Poutine a balayé l'idée que la Russie a été affaiblie par la chute d'Assad en Syrie, citant Mark Twain : «Les rumeurs sur ma mort ont été grandement exagérées».

Au lieu de cela, il a pratiquement proposé que les bases russes puissent fournir une aide humanitaire : on peut imaginer que la population d'une Syrie profondément polarisée et fragmentée se dispute avec les djihado-salafistes pour obtenir sa part. Si tel était le cas, la Russie se trouverait en concurrence directe avec l'Occident collectif.

L'UE, par l'intermédiaire de sa nouvelle chef de la politique étrangère estonienne, ultra-russophobe et dérangée, a déjà ordonné qu'il n'y ait pas d'allègement des sanctions si les bases russes restent.

Erdogan pense comme en 1919

La Turquie est la question la plus épineuse. Erdogan promeut sans relâche l'idée que «la Turquie est plus grande que la Turquie elle-même», ce que certains ont interprété comme le fait qu'Ankara est prête à annexer de larges pans de la Syrie.

Et potentiellement plus encore. Une «Grande Turkiye» aurait notamment inclus Thessalonique, Chypre, Alep et même Mossoul.

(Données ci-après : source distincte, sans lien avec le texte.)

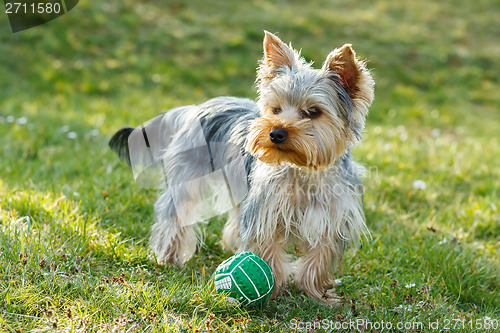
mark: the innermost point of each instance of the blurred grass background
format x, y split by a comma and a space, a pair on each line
68, 85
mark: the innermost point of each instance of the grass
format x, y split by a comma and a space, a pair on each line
74, 226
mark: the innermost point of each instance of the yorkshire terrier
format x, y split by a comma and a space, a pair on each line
302, 198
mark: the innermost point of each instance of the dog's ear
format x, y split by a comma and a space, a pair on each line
276, 55
355, 79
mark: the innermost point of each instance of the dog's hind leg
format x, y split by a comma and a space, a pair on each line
172, 240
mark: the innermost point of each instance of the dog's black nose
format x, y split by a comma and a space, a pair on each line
278, 135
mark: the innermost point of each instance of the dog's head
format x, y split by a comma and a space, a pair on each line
308, 117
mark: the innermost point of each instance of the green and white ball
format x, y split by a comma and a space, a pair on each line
246, 278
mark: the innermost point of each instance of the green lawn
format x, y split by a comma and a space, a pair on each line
74, 225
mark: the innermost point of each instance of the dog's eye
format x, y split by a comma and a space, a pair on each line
313, 113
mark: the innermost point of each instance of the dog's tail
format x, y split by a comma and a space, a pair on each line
119, 143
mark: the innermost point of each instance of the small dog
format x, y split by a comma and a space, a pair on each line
303, 187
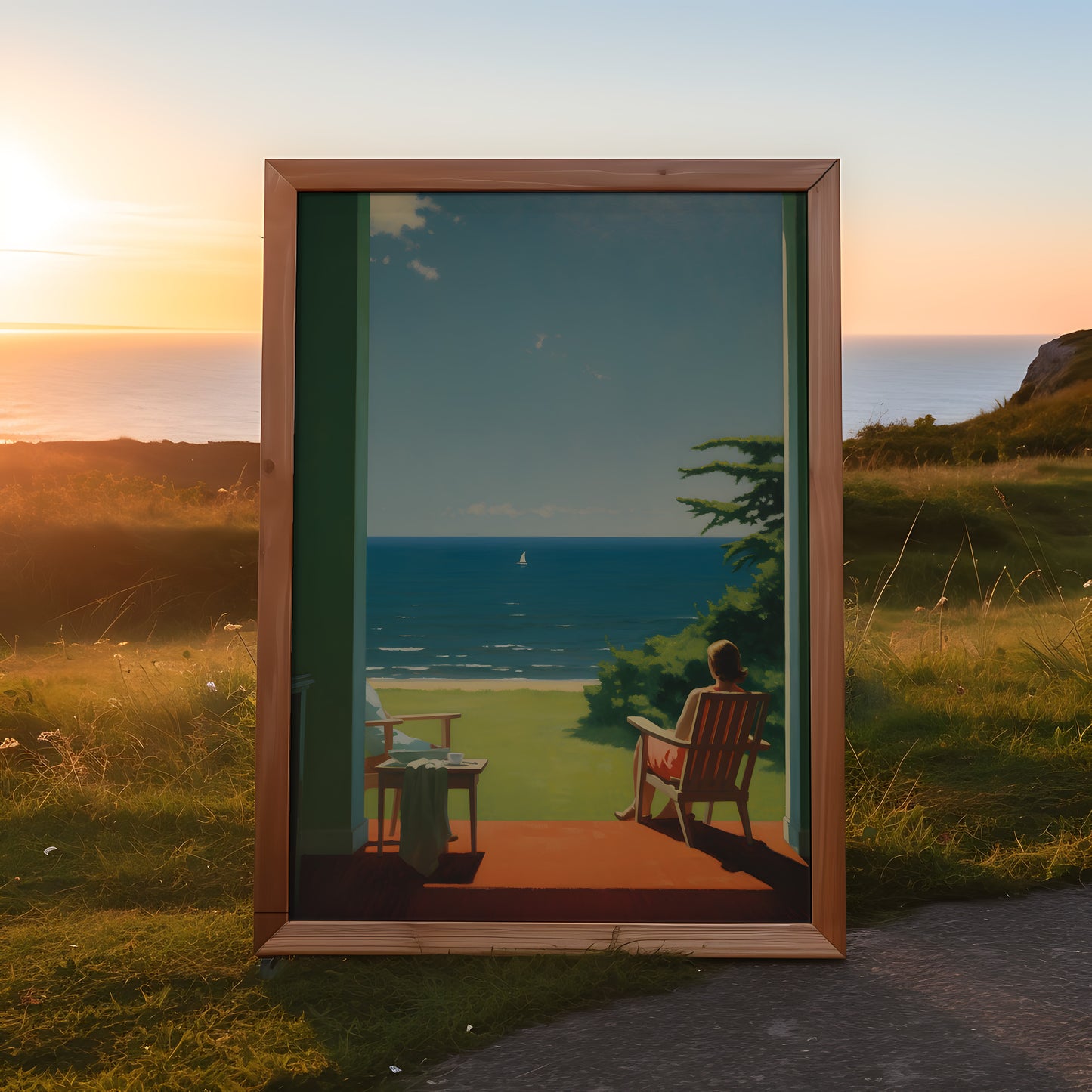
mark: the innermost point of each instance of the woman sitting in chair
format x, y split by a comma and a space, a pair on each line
667, 761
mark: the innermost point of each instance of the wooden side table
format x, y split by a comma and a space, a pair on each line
392, 775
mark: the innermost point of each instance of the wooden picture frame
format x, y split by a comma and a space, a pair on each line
277, 932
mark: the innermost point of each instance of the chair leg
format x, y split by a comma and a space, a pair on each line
680, 810
395, 809
746, 820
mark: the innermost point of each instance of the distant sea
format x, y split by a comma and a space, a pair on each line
147, 385
154, 385
468, 608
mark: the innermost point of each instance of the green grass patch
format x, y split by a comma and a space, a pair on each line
152, 1001
972, 527
540, 766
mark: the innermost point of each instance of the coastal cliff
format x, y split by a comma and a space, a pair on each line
1063, 363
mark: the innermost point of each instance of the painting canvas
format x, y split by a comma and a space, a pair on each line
551, 616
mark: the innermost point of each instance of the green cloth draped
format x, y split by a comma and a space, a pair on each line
422, 817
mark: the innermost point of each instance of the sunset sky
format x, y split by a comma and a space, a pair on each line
132, 135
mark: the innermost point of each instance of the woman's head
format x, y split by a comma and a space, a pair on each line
724, 662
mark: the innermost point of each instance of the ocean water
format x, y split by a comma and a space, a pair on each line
889, 378
466, 608
196, 387
147, 385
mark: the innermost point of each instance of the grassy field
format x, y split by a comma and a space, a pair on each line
969, 772
129, 945
970, 527
540, 767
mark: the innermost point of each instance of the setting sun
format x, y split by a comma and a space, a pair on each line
35, 210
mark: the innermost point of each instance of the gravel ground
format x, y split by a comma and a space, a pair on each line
986, 996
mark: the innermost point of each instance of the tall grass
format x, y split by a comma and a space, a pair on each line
969, 735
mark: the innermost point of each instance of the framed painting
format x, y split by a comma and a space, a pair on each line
549, 592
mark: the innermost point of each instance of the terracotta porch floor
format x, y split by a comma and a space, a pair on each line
580, 871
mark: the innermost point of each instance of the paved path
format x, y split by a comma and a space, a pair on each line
985, 996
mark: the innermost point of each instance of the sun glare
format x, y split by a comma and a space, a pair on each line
34, 208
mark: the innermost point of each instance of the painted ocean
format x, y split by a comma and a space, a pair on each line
196, 387
468, 608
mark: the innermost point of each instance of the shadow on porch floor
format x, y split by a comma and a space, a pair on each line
571, 871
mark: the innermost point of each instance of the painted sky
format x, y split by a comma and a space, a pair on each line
134, 135
543, 363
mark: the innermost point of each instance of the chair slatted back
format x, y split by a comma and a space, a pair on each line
719, 744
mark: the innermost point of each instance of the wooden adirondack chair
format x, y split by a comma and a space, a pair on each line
372, 779
719, 755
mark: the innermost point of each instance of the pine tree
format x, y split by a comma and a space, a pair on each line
654, 679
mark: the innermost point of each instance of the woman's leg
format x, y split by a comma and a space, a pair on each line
649, 790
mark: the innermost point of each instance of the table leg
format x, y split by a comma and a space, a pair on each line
473, 790
382, 793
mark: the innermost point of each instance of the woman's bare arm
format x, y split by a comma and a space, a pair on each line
685, 724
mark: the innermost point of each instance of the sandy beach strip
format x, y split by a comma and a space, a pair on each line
574, 686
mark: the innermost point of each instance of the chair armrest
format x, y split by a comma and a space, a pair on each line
388, 728
648, 729
446, 719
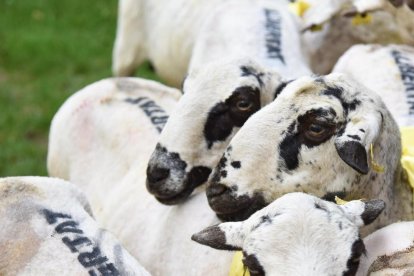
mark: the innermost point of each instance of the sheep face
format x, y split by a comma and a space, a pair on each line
313, 138
298, 234
217, 100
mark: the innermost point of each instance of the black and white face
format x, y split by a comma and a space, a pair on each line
298, 234
217, 100
313, 138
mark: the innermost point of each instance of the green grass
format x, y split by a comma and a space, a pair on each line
48, 50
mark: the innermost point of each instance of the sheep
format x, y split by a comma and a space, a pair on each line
123, 206
298, 234
389, 251
344, 23
328, 136
387, 70
206, 31
215, 104
47, 228
125, 115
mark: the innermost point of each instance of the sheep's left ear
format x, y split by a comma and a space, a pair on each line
364, 213
224, 236
353, 143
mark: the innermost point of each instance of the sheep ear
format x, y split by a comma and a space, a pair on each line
364, 213
225, 236
353, 141
354, 154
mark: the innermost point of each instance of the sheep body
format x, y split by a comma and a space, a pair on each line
48, 229
106, 154
387, 70
124, 114
310, 123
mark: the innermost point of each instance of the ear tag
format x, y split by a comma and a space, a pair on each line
361, 19
299, 7
237, 267
375, 166
340, 201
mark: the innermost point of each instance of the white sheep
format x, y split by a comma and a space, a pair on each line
298, 234
387, 70
344, 23
47, 228
215, 104
110, 124
178, 36
322, 135
115, 176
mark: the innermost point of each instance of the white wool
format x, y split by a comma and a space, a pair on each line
105, 152
297, 234
386, 25
386, 70
180, 35
270, 165
38, 215
390, 251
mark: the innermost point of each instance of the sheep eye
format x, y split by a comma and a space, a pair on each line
316, 130
244, 105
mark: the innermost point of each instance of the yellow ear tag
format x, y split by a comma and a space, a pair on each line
316, 28
375, 166
361, 19
237, 267
340, 201
299, 7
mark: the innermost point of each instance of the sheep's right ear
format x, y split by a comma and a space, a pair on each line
224, 236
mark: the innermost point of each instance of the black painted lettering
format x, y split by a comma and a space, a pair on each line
406, 67
94, 258
52, 217
68, 227
108, 270
274, 35
155, 113
135, 101
72, 244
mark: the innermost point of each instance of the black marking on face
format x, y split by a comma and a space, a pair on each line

De son côté, Poutine s'est montré suprêmement diplomate, se concentrant sur le fait que la Turquie «essaie de préserver sa sécurité sur ses frontières méridionales, et de créer les conditions pour le retour des réfugiés chez eux, depuis son territoire vers la terre syrienne. Ces territoires sont désormais plus ou moins contrôlés par la Turquie».

Il a également reconnu que la Turquie avait «des problèmes avec le Parti des travailleurs kurdes depuis des décennies. J'espère qu'il n'y aura pas d'aggravation».

Eh bien, il y aura (mes italiques) une aggravation.

Des sources diplomatiques turques répètent inlassablement que tout ce qui s'est passé en Syrie a été décidé par la troïka du «processus d'Astana», composée de la Russie, de l'Iran et de la Turquie. Le fait que Moscou conserve son ambassade à Damas et - pour l'instant - les bases de Tartous et de Hmeimim pourrait indiquer qu'un accord a été conclu.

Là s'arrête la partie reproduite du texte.